Washington: Alexander Semin

Caps fans have seen “Good Sasha” lately in an important respect. He has drawn only one minor penalty in more than 137 minutes of ice time covering eight games. Add to that the fact that Semin is 3-5-8, plus-4 in those games, and that is a good thing indeed. But the important thing here might be that penalty number. The Hurricanes are a poor team at 5-on-5 (27th in the league) but somewhat better with the man advantage (20th overall, 16th on the road). Stay out of the box.


1. Get a lead. In a league where it is tough to win when you trail in games, Carolina is an especially poor team at coming from behind – 26th when allowing the first goal, 28th when trailing at the first intermission. Add to that, Carolina is playing their second game in less than 24 hours, and the Caps need to jump on these guys early.

2. Play it clean. Carolina has only 16 power play opportunities in their last nine games. They have converted seven of them (43.8 percent). The lack of opportunities has had an effect, in spite of the efficiency. Carolina has killed off only 22 of 30 shorthanded situations in those nine games (73.3 percent), leaving them a minus-1 on special teams in those nine games.

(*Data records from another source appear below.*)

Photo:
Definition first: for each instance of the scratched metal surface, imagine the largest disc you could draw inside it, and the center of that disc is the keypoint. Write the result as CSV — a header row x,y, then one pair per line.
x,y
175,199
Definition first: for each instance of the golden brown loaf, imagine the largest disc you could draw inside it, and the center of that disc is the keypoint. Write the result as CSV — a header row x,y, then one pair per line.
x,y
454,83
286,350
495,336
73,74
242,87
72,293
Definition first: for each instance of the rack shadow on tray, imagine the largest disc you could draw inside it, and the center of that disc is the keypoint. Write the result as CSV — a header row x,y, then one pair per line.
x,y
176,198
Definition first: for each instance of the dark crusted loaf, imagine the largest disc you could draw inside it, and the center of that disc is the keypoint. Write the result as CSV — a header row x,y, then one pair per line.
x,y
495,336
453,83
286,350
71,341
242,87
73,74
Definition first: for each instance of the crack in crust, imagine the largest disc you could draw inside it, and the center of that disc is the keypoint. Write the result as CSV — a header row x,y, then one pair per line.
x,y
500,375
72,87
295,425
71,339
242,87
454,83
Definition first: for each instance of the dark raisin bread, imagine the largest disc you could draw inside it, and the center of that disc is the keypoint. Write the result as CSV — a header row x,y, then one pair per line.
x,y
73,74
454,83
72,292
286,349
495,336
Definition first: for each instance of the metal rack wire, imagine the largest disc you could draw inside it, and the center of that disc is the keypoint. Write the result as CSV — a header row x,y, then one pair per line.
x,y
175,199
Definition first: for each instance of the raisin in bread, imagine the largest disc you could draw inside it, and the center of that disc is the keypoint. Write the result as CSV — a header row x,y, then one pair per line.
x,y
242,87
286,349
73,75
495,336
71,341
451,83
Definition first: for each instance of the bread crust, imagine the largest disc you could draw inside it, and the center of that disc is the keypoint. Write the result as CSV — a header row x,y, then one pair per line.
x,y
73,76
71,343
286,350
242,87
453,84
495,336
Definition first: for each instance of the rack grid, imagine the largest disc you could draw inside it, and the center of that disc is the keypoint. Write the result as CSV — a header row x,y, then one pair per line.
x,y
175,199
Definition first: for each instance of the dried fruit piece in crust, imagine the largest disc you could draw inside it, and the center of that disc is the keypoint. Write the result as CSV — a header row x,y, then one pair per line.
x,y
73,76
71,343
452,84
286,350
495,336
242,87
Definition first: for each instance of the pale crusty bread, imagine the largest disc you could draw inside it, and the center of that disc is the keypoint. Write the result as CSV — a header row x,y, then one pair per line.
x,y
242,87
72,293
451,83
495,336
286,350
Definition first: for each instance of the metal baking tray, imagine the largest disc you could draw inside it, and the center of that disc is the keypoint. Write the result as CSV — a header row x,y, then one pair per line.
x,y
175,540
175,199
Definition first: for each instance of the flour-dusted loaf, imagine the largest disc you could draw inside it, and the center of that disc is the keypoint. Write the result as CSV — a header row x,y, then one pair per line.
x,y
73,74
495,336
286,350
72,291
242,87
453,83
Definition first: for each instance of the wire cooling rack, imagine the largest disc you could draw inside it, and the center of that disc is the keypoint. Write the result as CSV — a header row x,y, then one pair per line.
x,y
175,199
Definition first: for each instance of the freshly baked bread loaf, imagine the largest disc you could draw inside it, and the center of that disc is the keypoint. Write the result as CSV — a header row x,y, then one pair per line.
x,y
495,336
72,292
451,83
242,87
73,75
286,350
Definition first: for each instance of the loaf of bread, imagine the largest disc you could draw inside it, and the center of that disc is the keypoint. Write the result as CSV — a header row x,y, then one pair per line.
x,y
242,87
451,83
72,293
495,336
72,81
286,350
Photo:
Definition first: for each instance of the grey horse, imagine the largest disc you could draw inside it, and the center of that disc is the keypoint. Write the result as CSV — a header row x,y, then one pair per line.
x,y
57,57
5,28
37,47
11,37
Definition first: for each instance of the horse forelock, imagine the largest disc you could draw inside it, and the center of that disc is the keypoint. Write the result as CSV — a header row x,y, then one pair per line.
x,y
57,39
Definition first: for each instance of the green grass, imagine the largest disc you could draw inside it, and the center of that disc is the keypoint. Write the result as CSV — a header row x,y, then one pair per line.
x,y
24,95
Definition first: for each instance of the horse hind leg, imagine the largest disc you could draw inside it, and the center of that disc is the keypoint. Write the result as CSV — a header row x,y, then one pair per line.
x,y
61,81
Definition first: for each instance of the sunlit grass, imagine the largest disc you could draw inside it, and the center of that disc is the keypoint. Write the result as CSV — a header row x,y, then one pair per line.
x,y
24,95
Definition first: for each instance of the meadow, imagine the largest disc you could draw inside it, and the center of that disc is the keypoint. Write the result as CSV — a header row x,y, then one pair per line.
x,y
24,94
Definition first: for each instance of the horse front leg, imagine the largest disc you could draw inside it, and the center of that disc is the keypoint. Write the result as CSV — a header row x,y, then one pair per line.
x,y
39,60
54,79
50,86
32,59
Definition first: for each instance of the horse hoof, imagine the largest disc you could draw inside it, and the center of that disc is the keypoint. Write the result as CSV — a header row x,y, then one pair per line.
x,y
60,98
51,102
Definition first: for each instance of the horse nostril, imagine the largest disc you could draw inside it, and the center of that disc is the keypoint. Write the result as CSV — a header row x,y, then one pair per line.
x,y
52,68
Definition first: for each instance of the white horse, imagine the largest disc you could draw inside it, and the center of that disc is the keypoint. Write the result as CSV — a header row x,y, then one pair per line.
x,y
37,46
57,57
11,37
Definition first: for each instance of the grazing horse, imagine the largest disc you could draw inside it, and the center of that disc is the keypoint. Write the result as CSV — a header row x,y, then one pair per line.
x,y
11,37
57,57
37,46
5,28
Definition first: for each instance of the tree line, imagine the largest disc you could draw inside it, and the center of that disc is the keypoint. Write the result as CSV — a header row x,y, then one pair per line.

3. Shoot smart. Carolina goalie Cam Ward (should he get the call in the second half of a back-to-back) seems to thrive on in-game work. When facing 34 or more shots per game he has a 2.89 goals against average and a .921 save percentage (compared to 3.09, .902 overall). Only three times in 15 such games does he have a save percentage lower than .910. Pounding shots is not necessarily the path to winning against Ward. Don’t be cute, be smart.

In the end, the pressure on the Caps in this one is the kind of pressure that manifests itself as a product of underperforming for much of the season. They face an opponent they not only should beat, but must beat given their tenuous hold on eighth place in the East (they own tie breakers over Pittsburgh). Carolina, for two games at least, is playing as well as they have since beating Boston twice and Buffalo for their only three-game winning streak of the season in October. This is one game in which the Caps need to get off to a good start so that Carolina might remember they are playing that second game in less than 24 hours. Given each of Carolina’s last two road losses have come by the same score, why not a third time?